The Iris Affair, Sky Atlantic
“The Iris Affair is a rollicking yarn from Neil Cross, the creator of Luther, stylishly and propulsively directed by Terry McDonough and Sarah O’Gorman. Cross’s script is drily witty while avoiding any hint of the cynicism that would spell death for the endeavour. You’ve got to go at this stuff with your whole heart or it doesn’t work at all.”
Lucy Mangan, The Guardian
“Don’t expect to take it seriously because it is pretty much mad, but you can enjoy the dialogue and the gorgeous Italian and Sardinian backdrops, which contrast with the very ungorgeous violence and grey interior scenes of a James Bondish bunker in Slovenia. Should you watch it? Well, it’s daft and needlessly complicated, little in the plot would stand up to scrutiny and it features a supervillain who is so comically evil that I quite liked him. But the dialogue is clever, and it’s a lovely, nuanced turn from Tom Hollander as someone who seems like a total baddie but who has hidden depths of humanity.”
Carol Midgley, The Times
“A film with a Bond franchise budget might have been able to do this stuff justice, but here we’re operating with the production values of a mid-range car advert and it all feels a bit lame. This is the second conspiracy thriller this year featuring an antisocial maths genius who holds the key to something world-changing. The other one, Prime Target, was more expensive but equally silly.”
Anita Singh, The Telegraph
“Written by Neil Cross, who also created Luther, The Iris Affair is a homage to the Hollywood genre of pursuit films, such as Alfred Hitchcock’s The 39 Steps. That sort of film is always set against a backdrop of stunning landscapes and gorgeous cities, and The Iris Affair doesn’t disappoint.”
Christopher Stevens, Daily Mail
“The show is set mainly on Sardinia, and the sun-soaked vistas are as gorgeous as the storyline is fantastical – a mash-up of Bond, Killing Eve and Alex Garland’s dystopian techno-thrillers Devs and Ex Machina. That makes it sound better than it actually is, but The Iris Affair has enough propulsion to keep you watching.”
Gerard Gilbert, The i
Mr Scorsese, Apple TV
“If it isn’t entirely successful, it’s because five hours is nowhere near enough time to do justice to the man’s multitudes. Despite its extended runtime, something about Mr Scorsese still feels frustratingly slight. Perhaps it’s that the series noticeably loses density as his career wears on. The first few episodes are rich and packed with information, but we’re still stuck in the 1990s by the end of the fourth episode. In other words, the definitive Martin Scorsese documentary remains unmade. But if you have a love of film and five spare hours, you could do much worse.”

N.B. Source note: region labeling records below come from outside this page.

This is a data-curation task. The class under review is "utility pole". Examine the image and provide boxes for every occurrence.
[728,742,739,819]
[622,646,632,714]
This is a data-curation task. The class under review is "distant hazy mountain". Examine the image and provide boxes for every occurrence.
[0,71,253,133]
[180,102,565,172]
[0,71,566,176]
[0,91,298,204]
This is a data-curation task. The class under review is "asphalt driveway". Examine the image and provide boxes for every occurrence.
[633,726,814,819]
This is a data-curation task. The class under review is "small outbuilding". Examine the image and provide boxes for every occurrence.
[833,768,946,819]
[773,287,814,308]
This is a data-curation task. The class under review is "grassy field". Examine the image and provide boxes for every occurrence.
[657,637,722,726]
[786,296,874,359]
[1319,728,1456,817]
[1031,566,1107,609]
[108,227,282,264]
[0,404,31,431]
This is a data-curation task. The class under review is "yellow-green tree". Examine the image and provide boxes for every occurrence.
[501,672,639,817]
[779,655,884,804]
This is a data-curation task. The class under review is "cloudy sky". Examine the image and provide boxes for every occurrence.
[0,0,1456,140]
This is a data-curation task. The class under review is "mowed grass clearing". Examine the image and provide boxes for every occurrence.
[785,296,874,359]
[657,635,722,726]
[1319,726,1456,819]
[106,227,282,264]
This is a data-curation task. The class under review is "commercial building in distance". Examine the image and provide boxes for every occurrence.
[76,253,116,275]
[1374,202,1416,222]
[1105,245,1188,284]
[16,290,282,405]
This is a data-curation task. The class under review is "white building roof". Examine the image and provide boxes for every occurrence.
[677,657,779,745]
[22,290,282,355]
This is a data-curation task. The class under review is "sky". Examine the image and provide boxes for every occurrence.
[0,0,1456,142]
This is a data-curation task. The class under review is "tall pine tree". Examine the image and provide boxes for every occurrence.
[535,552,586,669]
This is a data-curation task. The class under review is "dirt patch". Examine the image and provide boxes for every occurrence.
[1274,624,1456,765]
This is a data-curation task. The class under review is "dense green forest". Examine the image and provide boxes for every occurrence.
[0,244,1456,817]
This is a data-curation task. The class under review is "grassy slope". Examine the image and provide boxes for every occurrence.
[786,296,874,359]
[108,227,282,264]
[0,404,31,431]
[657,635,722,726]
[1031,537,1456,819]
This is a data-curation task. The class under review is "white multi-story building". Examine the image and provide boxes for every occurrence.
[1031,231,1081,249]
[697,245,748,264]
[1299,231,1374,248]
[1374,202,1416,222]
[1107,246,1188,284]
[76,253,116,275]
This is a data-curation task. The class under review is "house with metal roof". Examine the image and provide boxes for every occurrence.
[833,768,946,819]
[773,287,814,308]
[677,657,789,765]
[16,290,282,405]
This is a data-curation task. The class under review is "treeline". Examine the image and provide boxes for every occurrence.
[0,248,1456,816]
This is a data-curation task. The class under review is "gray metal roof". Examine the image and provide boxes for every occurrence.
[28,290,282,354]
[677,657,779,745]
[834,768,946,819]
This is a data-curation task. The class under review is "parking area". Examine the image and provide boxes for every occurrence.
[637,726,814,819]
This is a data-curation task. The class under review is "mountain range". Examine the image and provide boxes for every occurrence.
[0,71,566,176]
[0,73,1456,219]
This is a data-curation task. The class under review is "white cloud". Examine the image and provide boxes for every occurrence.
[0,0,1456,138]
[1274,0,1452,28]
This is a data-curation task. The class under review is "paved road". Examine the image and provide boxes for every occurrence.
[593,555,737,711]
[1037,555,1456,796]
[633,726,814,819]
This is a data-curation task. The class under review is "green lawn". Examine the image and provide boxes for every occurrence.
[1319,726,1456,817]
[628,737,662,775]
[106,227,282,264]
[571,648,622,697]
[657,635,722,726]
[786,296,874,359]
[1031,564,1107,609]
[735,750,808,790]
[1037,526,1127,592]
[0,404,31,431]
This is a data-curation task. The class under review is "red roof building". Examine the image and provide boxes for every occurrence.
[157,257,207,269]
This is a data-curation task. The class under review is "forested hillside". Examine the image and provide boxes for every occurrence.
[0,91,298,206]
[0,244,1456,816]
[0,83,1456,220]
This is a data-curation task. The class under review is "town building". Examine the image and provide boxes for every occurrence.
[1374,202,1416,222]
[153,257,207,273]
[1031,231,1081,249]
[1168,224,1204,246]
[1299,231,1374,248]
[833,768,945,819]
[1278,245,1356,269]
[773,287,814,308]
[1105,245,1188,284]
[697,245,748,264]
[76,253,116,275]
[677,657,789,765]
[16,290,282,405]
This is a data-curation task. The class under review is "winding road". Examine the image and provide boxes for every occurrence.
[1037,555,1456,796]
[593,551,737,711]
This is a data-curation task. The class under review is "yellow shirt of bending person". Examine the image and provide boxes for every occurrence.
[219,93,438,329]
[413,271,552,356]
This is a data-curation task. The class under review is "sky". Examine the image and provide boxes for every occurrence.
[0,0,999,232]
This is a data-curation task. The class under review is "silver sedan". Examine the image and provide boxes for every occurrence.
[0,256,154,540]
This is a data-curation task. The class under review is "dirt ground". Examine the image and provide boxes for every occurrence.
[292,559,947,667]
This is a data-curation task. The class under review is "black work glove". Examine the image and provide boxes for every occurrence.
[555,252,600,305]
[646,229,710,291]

Stuart Heritage, The Guardian
“Oh what joy! In an era when the documentary sector has been colonised by nonsense celebrity guff and branded Netflix piffle along comes Rebecca Miller with this rich, serious and consistently rewarding profile of the modern Hollywood icon Martin Scorsese. It’s a captivating and careful study of an Oscar-winning 82-year-old auteur that emerges from a plethora of ideas and intimate testimonies, most notably Scorsese’s own, yet is always balanced by fundamental concepts of light and shade.”
Kevin Maher, The Times
“A five-hour documentary series about director Martin Scorsese runs the obvious risk of being everything a Scorsese movie is not: reverential, indulgent and direly in need of a few extra Rolling Stones songs. But Mr Scorsese’s director, Rebecca Miller, skilfully sidesteps these pitfalls by essentially getting out of the way and letting Scorsese and his films speak for themselves. The result is a gripping hagiography that doesn’t so much proclaim Scorsese a genius as it lets us bask in his brilliance.”